I rencently ran into the same issue while developing a remote procedure call library. The 4 ms delay is due to the firmware on atmega8u2. It is based on a by now outdated example from the LUFA usb library. Basically it will only send serial data to PC every 4 ms or after receiving 96 bytes. You can upload new firmware to the chip by installing dfu-programmer or atmels flip. I did it on Uno, search google for mega. You need to make the 8u2 go into dfu-mode.

As for new firmware I haven't found any on the internet, so I tried out modifying the existing. By changing the original arduino-usbserial firmware to pass on serial data to the pc in each loop in the main function, I went from 244 remote function calls per second to 400 - 500. These are function calls with return data. Calling functions without return data the number of function calls correspond to the baud rate divided by data transmitted (in both original and modified firmware). But looking at just the amount of data, I was supposed to to 2000+ calls per second if there was no latency. So the situation had improved, but it still wasn't impressive.
The original arduino-usbserial is built against a LUFA library release from 2010, but the have been numerous releases since. Unfortunately the code doesn't build against the newer version right away. But the LUFA library contains its own example of a usb-serial converter which has evolved a bit since the one the arduino version was based on back in 2010.

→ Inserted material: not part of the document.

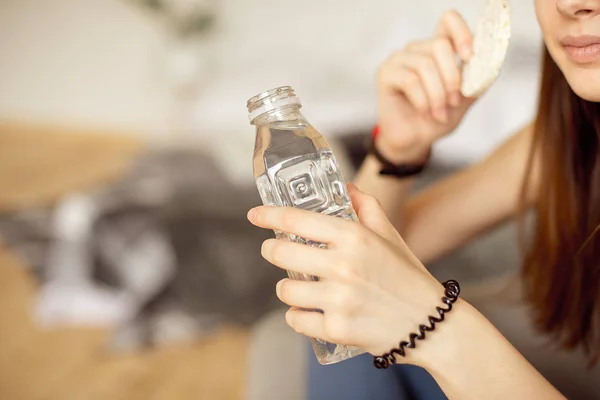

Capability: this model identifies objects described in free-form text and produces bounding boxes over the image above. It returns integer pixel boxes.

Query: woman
[249,0,600,399]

I modified the LUFA example to work with the UNO board. This improved function calls to 700-900 per second. Increasing the baud rate makes function calls with less/more return have more similar performance, but they never get much above 900 per second. So there is latency somewhere I still can't get around.
The new firmwares have been acting a bit strange right after the com port is opened. When the connection is up it seems to go on without problems, but when calling remote functions immediately after opening the comm port I've been getting unexpected data or not getting expected data. Not sure what the problem is.

EDIT:
The weird behavour turned out to be due to noise on the line when resetting the main AVR (it is reset when opening the connection). I don't know why this didn't happen with the old firmware, as the code in this part is fairly similar. Probably the timing changed somewhere in LUFA. Anyways, checking the framing error flag of the USART before passing on data to USB solved the problem. I think this is good practice in any case.
The new firmware works great. When boosting the baud rate, remote function calls get very close to 1000/sec, typically 950.